Similarly, while relieving stress, some students enjoy the recklessness that accompanies party activities. High school students are still in adolescence, a stage in life in which they learn their limits, and mature self-regulation capabilities develop gradually throughout adolescence in the brain’s lateral prefrontal cortex, according to a 2014 study by Duke University Professor Dustin Albert. Early adolescents are more likely to engage in risk-taking behavior such as dangerous driving, drug use, binge drinking and risky sexual behavior — but at times, it is the thrill of partaking in such activities that motivates teens to party.
“Sometimes, people don’t want to party responsibly,” Smith said. “People think that substance abuse is the only way to escape academic stress, and I think in those situations, people want to be a little more reckless, and they don’t have limits.”
Some Lynbrook students are secretive about partying because they are wary of being associated with the negative connotations of partying. In a school where the party scene is mostly under wraps, the fear of judgement plagues many students’ minds.
The desire to fit in and feel like a part of a group is normal, and most people feel this way at times, especially in the adolescent and young adult years. Peer pressure prevention programs often educate students at a young age about overt peer pressure. Nonetheless, a subtle form of peer pressure persists, in the form of “lighthearted” pressure on others to experiment with substances such as alcohol, drugs or cigarettes.
“I felt a bit of peer pressure when I first started [partying],” said senior Ali Sanders*. “I’m not sure if it was intentional, but [others] kept asking me questions and telling me to smoke. I tried it, and I regretted it. I feel like [peer pressure is] easier to overcome if you’re confident, because now that I know my limits, I know when to say no. If you say you’re just scared, people will call you chicken, but if you say, ‘No, I’ve had this experience; I know I can’t take that,’ they’ll back off. “
I feel like [peer pressure is] easier to overcome if you’re confident, because now that I know my limits, I know when to say no.”
— Ali Sanders, senior
The effects of peer pressure can be detrimental to those who fall under its temptations. Sometimes, its effects can change someone’s lifestyle entirely.
“Peer pressure is huge, especially at Lynbrook,” said senior Aditya Park*. “The more experienced people tend to pressure underclassmen and first-timers a lot. It’s scary what peer pressure can do to people — I know people who have been peer pressured to use nicotine devices, and now they´re addicted. I think the person that is pressuring someone should know that what they’re doing is going to affect a person’s life.”
The presence of peer pressure varies among parties.

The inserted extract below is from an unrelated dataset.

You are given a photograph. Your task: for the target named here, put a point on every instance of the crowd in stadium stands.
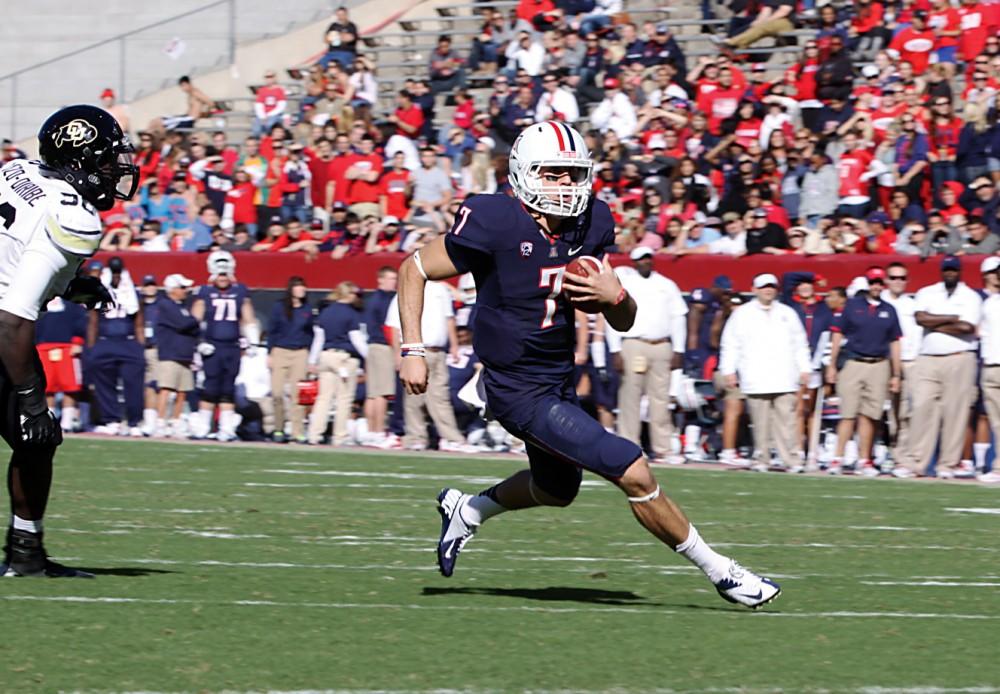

“Of course people drink and do drugs, but not everybody does, and no one pressures others to,” Willis said. “I’ve never seen peer pressure happen. No one forces others to do anything, and it’s really someone’s own choice to do whatever they want to do. If someone doesn’t drink, we’re like, ‘more for everybody else!’ That’s the attitude around here.”

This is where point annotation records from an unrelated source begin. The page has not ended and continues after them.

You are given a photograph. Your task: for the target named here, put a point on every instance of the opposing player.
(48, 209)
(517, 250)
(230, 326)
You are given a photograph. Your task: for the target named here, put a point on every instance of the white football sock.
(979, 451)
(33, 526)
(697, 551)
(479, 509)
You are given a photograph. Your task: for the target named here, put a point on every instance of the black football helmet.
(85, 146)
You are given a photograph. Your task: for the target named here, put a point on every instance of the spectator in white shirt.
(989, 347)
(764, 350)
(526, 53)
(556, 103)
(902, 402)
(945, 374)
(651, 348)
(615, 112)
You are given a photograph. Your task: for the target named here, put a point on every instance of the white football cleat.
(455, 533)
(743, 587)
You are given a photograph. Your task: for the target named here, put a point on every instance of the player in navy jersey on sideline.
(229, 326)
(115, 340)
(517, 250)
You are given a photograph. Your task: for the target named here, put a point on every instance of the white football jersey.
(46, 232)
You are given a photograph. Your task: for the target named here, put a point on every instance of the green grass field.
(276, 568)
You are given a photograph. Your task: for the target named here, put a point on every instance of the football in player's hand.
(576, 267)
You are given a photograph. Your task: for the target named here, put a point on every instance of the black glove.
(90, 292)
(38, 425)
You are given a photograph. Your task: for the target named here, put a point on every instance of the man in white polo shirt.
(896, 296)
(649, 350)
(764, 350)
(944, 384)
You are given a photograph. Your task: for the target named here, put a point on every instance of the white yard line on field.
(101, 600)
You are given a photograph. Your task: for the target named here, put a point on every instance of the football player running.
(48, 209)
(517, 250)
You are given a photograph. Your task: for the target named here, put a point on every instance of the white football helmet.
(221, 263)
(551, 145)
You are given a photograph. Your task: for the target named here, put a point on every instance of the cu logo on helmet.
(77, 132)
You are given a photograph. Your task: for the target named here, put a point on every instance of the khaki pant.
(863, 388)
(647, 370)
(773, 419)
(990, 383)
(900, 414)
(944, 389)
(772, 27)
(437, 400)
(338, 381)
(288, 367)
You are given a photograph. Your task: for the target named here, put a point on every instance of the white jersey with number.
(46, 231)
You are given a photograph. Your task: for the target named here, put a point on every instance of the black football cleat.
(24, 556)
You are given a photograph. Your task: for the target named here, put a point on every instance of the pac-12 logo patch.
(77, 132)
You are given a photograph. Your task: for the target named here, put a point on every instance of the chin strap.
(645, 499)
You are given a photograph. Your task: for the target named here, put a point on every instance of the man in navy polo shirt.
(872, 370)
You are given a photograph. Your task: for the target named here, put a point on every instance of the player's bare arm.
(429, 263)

Inevitably, teenagers will have to make their own choices as they grow up. Horror stories about partying should keep people wary, but some teens think that they are responsible enough to experiment and set their own limits. Partying can bring out people’s inner personalities, revealing opportunities to meet new people. At the end of the day, it is up to the individual student to decide how he or she celebrates and relieves stress, whether that be becoming involved in party culture, or simply having a sleepover with friends.